Not very much. The United States certainly wants to rejoin the old Iranian nuclear deal, but they understand there's a lot of domestic pushback unless it is made tougher or at least broader in terms of how long it lasts as well as involving things like ballistic missile development where the Iranians are in abrogation of the UN security council resolutions. The Iranians are saying, "We'll come back to the JCPO as it was but nothing more." These are hard people to negotiate with. It's a hard government to negotiate with, the bureaucrats there. It took years on the final points under Obama and Kerry and that was when the secretary of state was personally involved. There is no cabinet member in the Biden administration that is personally anywhere close to as invested in getting this Iranian deal done if it's hard as Kerry was five years ago. And so, as a consequence, I think there'll be forward momentum, but I think it's going to be much slower than people expect. Now, there is a point that once you start engaging in negotiations a whole bunch of third countries that were concerned about doing anything that might be seen as gray area in terms of busting sanctions like buying Iranian crude and other sorts of goods will suddenly, you'll see more leakage. And so, the Iranians just by virtue of moving back towards the United States and people getting confident about JCPOA, they won't have another million barrels a day on the market, but you'll start to see slippage, leakage in that and that means that energy prices will start going down a bit.
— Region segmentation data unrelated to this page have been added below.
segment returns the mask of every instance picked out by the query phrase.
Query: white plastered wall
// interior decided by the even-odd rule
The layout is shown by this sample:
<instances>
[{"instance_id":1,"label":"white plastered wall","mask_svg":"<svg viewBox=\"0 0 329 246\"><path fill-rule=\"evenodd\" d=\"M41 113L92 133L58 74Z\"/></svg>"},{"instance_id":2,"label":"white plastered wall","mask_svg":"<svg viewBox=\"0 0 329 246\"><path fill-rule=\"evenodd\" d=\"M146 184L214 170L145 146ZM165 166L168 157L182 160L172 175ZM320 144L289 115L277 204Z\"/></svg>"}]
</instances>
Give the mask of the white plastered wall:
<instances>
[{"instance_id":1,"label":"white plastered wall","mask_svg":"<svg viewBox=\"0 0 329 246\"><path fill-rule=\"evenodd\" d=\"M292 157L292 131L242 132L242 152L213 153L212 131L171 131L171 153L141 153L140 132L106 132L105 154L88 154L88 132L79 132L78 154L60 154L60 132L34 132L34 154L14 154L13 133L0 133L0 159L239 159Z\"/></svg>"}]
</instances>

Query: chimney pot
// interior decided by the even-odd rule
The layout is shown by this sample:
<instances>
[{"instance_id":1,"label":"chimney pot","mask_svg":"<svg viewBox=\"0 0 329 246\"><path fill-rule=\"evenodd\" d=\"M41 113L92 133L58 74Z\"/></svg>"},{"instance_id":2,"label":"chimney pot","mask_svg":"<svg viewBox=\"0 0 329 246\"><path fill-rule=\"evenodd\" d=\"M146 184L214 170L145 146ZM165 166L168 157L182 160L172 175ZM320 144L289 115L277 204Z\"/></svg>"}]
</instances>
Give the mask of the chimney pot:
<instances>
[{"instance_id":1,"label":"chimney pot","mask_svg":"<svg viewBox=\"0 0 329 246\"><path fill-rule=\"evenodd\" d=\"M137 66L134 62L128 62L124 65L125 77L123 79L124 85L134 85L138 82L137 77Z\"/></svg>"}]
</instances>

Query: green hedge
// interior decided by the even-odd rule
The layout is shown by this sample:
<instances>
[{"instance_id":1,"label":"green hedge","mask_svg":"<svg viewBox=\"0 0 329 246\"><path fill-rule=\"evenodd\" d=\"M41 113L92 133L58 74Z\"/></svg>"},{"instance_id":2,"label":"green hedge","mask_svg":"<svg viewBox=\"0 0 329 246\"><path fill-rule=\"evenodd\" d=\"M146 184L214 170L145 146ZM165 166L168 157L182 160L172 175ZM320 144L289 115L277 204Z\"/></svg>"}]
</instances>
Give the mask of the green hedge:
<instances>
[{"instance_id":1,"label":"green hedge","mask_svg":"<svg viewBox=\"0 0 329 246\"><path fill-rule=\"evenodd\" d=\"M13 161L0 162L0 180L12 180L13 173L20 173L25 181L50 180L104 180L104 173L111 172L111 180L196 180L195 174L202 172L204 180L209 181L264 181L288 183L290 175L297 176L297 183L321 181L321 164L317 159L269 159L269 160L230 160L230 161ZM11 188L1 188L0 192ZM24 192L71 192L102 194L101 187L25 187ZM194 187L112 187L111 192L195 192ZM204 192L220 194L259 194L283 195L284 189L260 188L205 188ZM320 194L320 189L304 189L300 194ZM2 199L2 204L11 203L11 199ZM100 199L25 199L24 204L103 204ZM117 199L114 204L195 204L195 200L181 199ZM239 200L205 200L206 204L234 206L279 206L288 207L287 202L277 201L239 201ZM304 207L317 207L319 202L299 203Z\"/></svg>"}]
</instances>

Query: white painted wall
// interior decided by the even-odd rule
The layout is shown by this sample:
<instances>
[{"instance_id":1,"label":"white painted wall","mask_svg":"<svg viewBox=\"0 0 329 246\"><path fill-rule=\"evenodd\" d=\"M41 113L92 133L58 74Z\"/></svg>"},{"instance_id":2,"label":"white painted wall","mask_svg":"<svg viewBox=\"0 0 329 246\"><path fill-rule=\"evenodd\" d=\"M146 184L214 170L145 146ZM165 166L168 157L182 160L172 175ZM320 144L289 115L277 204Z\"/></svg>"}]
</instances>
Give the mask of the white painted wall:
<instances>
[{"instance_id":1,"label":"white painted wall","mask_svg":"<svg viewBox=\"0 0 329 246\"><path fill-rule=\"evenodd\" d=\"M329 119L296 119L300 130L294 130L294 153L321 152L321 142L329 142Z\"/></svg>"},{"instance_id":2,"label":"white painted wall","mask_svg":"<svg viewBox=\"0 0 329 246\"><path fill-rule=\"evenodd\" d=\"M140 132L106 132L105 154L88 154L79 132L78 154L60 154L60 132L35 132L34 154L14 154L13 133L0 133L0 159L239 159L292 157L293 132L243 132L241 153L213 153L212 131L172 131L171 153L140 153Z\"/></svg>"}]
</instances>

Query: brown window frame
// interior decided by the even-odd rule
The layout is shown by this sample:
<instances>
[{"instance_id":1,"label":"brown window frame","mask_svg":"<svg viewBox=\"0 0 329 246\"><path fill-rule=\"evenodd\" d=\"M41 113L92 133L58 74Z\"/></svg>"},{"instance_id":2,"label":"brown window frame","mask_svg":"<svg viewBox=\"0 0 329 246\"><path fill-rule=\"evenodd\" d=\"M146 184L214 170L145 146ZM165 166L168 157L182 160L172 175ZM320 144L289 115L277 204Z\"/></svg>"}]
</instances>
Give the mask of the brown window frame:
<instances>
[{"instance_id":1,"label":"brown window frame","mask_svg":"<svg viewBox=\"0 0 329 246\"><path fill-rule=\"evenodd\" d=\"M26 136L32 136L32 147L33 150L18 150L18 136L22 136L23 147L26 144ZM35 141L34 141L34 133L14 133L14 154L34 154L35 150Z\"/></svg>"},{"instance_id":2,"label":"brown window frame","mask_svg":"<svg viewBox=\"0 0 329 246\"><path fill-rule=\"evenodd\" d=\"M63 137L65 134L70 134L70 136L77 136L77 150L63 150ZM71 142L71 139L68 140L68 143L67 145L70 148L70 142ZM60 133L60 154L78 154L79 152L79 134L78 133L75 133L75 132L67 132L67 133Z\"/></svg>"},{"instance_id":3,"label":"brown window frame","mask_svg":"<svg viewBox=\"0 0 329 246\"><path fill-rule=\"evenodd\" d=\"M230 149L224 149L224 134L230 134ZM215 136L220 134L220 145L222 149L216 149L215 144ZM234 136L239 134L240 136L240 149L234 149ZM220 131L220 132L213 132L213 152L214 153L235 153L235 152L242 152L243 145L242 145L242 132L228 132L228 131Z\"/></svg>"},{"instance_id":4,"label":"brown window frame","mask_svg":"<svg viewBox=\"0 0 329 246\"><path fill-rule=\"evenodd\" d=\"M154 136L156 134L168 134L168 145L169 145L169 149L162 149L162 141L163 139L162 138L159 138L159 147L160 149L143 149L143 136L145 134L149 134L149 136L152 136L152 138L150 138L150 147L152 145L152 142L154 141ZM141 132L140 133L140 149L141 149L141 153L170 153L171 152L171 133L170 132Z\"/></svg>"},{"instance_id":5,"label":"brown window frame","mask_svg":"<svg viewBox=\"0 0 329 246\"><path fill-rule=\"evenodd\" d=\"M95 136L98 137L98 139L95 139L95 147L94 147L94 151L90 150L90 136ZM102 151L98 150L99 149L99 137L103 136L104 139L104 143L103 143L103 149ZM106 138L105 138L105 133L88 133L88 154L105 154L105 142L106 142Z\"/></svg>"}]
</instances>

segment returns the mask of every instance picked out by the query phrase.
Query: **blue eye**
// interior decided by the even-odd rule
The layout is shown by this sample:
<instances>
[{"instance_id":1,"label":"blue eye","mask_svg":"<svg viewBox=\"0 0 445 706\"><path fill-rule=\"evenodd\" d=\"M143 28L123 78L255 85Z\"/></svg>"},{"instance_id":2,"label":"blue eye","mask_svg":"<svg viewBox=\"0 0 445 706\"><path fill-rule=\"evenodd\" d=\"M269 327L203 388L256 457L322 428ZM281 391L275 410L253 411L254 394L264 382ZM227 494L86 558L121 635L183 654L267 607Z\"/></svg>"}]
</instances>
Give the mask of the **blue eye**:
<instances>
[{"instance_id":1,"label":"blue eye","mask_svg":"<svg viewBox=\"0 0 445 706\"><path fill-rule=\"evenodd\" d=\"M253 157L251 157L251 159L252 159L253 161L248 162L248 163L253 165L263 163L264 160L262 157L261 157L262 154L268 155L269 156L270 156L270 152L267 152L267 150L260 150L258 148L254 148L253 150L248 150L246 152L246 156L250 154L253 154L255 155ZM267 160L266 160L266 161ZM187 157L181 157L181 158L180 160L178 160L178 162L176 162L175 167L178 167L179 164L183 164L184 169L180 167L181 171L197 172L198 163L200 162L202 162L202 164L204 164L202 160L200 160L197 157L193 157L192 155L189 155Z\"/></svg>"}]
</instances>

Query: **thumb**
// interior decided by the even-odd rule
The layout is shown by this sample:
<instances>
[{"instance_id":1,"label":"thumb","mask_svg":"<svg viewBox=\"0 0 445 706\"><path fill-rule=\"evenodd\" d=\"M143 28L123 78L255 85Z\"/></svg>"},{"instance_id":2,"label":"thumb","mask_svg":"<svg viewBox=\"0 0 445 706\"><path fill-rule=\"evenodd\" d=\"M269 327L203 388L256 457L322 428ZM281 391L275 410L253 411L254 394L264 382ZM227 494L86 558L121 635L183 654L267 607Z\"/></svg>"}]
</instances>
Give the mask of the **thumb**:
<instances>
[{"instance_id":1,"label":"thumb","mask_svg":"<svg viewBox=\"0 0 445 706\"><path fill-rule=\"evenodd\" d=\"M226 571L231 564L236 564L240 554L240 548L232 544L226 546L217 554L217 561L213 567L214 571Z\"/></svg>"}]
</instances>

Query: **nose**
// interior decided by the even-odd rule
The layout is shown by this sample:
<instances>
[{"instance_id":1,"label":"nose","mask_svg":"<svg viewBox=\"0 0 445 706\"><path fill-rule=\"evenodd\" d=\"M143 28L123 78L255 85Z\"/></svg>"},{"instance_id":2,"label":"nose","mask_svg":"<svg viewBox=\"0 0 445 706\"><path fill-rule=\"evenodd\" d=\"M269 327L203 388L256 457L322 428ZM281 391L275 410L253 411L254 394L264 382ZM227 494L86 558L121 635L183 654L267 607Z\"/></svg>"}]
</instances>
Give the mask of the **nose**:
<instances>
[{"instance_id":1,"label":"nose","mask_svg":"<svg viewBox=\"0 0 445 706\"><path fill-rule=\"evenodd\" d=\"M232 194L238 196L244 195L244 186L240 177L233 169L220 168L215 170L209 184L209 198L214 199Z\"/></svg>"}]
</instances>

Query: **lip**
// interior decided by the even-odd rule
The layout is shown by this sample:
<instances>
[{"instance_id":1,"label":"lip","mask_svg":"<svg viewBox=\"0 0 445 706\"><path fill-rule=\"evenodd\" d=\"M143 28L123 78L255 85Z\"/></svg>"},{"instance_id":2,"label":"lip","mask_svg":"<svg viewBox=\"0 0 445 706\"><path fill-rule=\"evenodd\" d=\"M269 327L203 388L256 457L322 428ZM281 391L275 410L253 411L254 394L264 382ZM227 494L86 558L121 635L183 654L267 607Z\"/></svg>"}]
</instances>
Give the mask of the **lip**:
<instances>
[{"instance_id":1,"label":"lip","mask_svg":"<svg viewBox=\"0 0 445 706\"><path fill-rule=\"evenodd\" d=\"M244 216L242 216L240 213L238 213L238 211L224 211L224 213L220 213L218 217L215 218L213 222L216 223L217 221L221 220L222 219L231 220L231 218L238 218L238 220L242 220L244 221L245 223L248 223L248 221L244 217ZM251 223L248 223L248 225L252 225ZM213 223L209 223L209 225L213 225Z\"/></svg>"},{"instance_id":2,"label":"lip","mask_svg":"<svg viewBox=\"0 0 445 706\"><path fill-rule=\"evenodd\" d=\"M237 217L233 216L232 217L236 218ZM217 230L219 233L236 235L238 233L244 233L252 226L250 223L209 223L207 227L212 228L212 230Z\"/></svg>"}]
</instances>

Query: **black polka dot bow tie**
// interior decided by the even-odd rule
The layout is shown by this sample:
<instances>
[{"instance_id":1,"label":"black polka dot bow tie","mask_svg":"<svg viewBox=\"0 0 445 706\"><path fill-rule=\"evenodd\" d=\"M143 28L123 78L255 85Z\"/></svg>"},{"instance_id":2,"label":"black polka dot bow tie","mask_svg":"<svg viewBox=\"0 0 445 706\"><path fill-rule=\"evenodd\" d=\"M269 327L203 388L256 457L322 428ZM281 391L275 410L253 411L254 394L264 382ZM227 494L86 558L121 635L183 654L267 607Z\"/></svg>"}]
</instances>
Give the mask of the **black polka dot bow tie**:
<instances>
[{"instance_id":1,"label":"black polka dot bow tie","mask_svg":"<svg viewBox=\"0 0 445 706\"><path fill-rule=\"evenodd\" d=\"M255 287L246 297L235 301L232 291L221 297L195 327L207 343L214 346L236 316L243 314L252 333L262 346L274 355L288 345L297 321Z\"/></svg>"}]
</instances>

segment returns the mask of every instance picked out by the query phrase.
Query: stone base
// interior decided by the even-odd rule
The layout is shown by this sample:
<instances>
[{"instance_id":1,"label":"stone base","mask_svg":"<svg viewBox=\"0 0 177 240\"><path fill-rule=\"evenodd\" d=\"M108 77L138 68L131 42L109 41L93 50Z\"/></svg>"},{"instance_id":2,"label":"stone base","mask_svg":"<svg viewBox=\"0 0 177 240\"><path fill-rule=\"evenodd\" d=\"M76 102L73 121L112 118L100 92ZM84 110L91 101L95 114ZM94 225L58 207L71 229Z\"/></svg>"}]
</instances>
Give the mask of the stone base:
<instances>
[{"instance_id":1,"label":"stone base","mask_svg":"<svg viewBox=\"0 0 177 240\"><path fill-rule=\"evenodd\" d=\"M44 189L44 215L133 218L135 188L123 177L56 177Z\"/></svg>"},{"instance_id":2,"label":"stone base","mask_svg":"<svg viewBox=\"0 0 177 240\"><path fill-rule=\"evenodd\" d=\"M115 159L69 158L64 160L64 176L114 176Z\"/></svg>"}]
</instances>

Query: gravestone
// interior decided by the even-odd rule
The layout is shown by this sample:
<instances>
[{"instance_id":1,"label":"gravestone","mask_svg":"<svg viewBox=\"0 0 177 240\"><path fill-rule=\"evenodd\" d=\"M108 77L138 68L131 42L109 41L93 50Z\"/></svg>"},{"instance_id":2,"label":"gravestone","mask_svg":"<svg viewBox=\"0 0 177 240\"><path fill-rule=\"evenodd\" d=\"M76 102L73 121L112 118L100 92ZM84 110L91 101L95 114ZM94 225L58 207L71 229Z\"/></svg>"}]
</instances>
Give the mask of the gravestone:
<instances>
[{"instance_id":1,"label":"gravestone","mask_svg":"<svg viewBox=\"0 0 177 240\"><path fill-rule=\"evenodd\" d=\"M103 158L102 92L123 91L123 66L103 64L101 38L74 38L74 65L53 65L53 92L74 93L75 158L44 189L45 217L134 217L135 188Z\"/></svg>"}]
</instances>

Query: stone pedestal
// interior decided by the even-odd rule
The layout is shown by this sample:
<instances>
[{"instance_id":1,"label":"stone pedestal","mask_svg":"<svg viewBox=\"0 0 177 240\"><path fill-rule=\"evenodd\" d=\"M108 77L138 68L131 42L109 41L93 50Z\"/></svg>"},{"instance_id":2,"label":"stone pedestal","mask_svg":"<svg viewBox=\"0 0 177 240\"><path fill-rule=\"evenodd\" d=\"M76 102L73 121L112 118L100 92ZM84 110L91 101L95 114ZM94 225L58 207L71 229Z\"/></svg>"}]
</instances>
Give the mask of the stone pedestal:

And Rush Limbaugh at 70 no longer, passed away today. What do I think?
I think that Rush Limbaugh is like a precursor to Mark Zuckerberg. He's someone that became an iconic figure by giving people what they wanted, not what they admitted they wanted but what they actually wanted, figuring out what that was and maximizing his reach and his influence as a consequence of that. Talk radio really became the force that it was in the United States because of Rush and his connection with his audience, his understanding of how the medium worked, his ability to raise extraordinary amounts of advertising revenue that had never been done in radio in a news format before that. All things that he became a unique figure and of course an entire field developed around him. And after talk radio we get cable news; we get Lou Dobbs on CNN even talking about a presidential run at some point. And then of course you get social media and now you have Mark Zuckerberg. And I think that you can draw a line directly between those two men. And I think they both caused a lot of damage internationally and certainly in terms of civil society in the United States but also on this day of Rush's passing to recognize just how well he understood the opportunity that was in front of him and how much he was able to maximize it, kind of a force for capitalism in a country that is most interested in unleashing animal spirits. And there you have it, RIP Rush Limbaugh.